Dr Bagari started a petition last week, asking the government to get rid of a "time-consuming" and "unnecessary" interview international graduates must sit before finding a job - the pre-employment structured clinical interview (PESCI).
His petition has already received almost more than 430 signatures.
PESCI is an additional step for international graduates to complete, following the gruelling AMC examination which focuses on essential medical knowledge.
"Once international graduates have been evaluated as equivalent to Australian graduates, why are they being asked for another interview to apply for a position?" he said.
"Even after the tough AMC exam, which has a low pass rate, they are asked to appear in PESCI, where the waiting time to get a position for this interview is about six months.
"It is too tough and too much waiting time."
It's like it's a double-standard
- Dr Gurdeep Bagari
The difficulty doesn't end after the interview. Dr Bagari said rural doctors prefer to employ Australian graduates to receive the supervisors incentive.
"International graduates can't get a job because they can't get a supervisor," he said.
"Doctors in regional areas only want to supervise Australian graduates because they get payment for it.
"There's no incentive for training international medical graduates. It's like it's a double-standard."

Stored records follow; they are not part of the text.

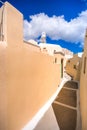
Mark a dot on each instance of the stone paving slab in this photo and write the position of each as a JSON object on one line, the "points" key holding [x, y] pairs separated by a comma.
{"points": [[66, 117]]}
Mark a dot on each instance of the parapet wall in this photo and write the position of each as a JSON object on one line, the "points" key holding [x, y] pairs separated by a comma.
{"points": [[28, 78]]}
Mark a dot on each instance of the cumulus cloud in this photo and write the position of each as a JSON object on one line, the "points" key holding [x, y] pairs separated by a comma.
{"points": [[56, 27]]}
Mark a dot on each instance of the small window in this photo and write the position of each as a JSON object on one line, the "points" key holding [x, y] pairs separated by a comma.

Dr Bagari said rural practices and doctors needed financial support. He said older GPs were retiring and no-one was filling their shoes.
"Most of them own the surgeries and are planning to close down the surgeries," he said.
"Corporate surgeries are not coming to regional areas, they are more interested in areas of a high population and churn-and-earn, walk-in clinics where GPs sit there and take walk-in patients only.
"That is not the case in regional areas where the doctor has to create a relationship with patients and provide services over the years, not just a once-off consultation."
Dr Bagari said rural areas need GPs who are willing to stay long-term.
"We need GPs who are going to stay for at least three years," he said.
To improve the GP shortage, Dr Bagari wanted to see a a five-year moratorium for Australian graduate doctors' placement in rural areas.
"Australian graduates come for about six months to get an idea of what the rural practice is, but after their training is over, most of them move back to metropolitan areas," he said.
"There's no obligation for them to work in regional areas."
He also wanted to see an equal incentive for the supervisors of international graduates and a focus on their placements in rural and regional areas.
"The Rural Doctor Network should be empowered to make a list of international medical graduates who are available, depending on their experience and expertise, so they can match them with doctors' availability in rural areas," Dr Bagari said.
"For practices needing specialists, they could contact the Rural Doctors Network and request from the list.
"At least 100 doctors who are Australian residents and have cleared their exam, are ready and available to start work immediately."
Dr Bagari said international specialist doctors were also wanting to work but waiting to sit the PESCI.
"They are sitting here wanting to work in regional areas, happy to sign a five-year contract," he said.
"They are Australian citizens with no work restrictions, waiting to work.
"Once they stay for five years, they are likely to stay forever."
Dr Bagari has trained five doctors over the past three years and encouraged other doctors to help also: "If I can do that, other doctors can."